En aquel instante llegó el tren, y todos, con el rostro ensombrecido por el presentimiento, subimos a él. No tardaron en llegar más llamadas, familiares angustiados que informaban de nuevas explosiones en nuestra propia línea, apenas cinco o seis estaciones por delante. Mi mujer volvió a llamarme, esta vez desesperada, conminándome a bajar del tren de inmediato, aunque estuviera en marcha, porque acababa de estallar otra bomba en nuestra ruta. El miedo empezó a reptar, viscoso e implacable, entre los pasajeros. No fue posible continuar. Sobre las ocho y cuarto, en Alcalá de Henares, con una mezcla de desconcierto y angustia, nos desalojaron del tren mientras las llamadas continuaban llegando, voces ahogadas preguntando una y otra vez:
—¡¿Estás bien, joder?! Sé que tú, a estas horas, siempre viajas en el tren.
Intenté buscar otro medio para llegar a Madrid. La cosa pintaba infernal: una marea silenciosa de gente, con la mirada perdida, avanzaba desde la estación de RENFE hacia la de autobuses. Allí esperaba otra multitud aturdida por el horror y aún más llamadas telefónicas, todas ellas teñidas ya del mismo espanto que iba contagiando cada rostro. Eran las ocho y media cuando empezábamos a comprender, poco a poco, el calibre de la tragedia.
A las nueve en punto, las llamadas de mi mujer y de mis padres ya no eran de inquietud; ahora eran miedo puro, terror en estado salvaje, pánico destilado por aquellos hijos de puta que habían decidido convertir una mañana cualquiera en una pesadilla.

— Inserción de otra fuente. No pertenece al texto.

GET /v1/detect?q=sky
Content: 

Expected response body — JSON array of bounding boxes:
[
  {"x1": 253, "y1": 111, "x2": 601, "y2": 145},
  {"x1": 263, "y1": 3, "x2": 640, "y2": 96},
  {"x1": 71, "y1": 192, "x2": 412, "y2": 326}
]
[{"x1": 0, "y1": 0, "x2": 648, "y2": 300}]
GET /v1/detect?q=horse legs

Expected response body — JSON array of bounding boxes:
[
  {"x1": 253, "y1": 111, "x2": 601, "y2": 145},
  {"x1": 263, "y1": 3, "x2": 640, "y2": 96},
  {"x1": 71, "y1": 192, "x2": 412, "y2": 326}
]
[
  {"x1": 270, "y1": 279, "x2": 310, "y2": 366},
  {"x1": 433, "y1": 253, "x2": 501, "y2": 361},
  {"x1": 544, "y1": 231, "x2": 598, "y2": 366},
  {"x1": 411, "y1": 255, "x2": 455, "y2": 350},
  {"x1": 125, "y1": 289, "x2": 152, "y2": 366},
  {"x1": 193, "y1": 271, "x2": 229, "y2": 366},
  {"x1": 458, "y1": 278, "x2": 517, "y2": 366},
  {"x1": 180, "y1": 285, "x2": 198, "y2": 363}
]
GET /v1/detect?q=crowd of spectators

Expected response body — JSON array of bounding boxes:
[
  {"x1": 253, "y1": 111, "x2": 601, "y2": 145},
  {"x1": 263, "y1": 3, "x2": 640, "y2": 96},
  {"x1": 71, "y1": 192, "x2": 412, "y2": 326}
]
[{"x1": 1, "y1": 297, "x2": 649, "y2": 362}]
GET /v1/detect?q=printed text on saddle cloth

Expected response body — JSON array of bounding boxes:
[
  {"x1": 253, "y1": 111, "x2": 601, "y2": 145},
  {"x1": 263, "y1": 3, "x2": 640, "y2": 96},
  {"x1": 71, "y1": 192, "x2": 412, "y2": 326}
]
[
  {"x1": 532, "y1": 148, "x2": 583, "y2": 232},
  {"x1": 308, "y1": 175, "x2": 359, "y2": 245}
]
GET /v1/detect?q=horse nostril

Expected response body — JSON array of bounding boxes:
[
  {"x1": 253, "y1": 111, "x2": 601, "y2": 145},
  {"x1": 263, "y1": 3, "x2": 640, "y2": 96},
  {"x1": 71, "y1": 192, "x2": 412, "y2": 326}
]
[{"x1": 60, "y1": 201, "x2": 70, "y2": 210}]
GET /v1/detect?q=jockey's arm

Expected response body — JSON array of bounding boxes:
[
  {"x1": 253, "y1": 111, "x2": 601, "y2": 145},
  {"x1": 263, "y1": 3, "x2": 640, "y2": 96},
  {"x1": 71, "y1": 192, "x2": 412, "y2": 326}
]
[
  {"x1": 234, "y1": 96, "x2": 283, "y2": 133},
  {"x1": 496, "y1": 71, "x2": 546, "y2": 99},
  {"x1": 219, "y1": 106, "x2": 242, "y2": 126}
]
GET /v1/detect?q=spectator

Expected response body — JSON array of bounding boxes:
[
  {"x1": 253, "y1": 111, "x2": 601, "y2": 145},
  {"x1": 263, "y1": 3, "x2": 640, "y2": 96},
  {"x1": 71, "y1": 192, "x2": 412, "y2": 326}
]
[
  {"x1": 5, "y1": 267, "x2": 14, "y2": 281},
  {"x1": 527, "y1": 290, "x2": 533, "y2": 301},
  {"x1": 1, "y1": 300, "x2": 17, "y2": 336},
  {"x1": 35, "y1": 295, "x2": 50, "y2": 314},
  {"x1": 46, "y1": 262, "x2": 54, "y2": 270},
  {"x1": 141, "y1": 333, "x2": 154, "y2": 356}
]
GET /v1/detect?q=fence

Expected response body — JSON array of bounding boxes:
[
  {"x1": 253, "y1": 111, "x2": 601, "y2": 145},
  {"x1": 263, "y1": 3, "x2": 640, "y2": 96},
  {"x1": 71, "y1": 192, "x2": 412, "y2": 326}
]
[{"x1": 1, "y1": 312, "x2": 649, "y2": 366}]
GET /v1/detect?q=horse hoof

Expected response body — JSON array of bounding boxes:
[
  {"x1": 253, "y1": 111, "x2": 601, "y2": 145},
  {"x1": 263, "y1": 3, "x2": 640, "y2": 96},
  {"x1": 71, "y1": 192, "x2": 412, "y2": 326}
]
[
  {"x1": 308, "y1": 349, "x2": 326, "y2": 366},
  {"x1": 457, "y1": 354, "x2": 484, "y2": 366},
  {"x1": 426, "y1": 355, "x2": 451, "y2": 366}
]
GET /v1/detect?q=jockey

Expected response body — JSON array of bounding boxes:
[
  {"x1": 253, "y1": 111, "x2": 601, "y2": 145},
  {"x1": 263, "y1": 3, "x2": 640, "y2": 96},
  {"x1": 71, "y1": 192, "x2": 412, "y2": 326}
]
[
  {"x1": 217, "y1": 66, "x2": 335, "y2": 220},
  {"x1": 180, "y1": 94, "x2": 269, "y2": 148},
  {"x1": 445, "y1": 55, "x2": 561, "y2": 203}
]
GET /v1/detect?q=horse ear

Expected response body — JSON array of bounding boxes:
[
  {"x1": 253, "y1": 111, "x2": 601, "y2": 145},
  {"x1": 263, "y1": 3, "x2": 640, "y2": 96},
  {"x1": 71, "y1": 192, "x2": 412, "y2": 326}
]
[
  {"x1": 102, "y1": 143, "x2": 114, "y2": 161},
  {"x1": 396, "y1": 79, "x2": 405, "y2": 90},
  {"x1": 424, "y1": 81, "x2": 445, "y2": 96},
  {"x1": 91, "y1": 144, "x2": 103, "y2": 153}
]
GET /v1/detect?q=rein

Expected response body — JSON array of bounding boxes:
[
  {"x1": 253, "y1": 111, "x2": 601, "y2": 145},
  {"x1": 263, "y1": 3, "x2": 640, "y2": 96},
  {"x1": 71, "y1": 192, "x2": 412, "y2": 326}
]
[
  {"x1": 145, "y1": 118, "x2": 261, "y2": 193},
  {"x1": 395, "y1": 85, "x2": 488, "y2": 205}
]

Jamás conseguí llegar a Madrid. A las diez, hablando con el secretario del Colegio, me enteré de que ya había cincuenta muertos en Atocha. Fue entonces, en ese momento, cuando una oleada oscura de odio me recorrió el cuerpo. Un odio feroz hacia aquellos miserables que habían hecho llorar a los míos. Pero, al escuchar los informativos y tomar conciencia plena del alcance del horror, aquel odio primario se transformó en una tristeza honda, terrible, insoportable. Víctimas inocentes, gentes de distintas razas, nacionalidades, vidas truncadas para siempre: españoles, rumanos, hispanoamericanos… todos unidos por un destino miserable en aquellos trenes de la muerte.
Hoy, con la sangre aún hirviéndome en las venas, me pregunto con más fuerza que nunca: ¿Quién diablos puede estar del lado de estos asesinos, de estos hijos de la grandísima puta? ¿Quién, con la fría indiferencia de un dios sin alma, puede decidir quién vive y quién muere?
Mañana, a las siete y cuarenta, volveré a coger mi tren. Y ahora mismo, en este preciso instante, sólo me queda una certeza: mi solidaridad absoluta con las familias destrozadas, con las víctimas inocentes, y mi sangre, que donaré con la rabia serena de quien no piensa permitir que estos bastardos se salgan con la suya.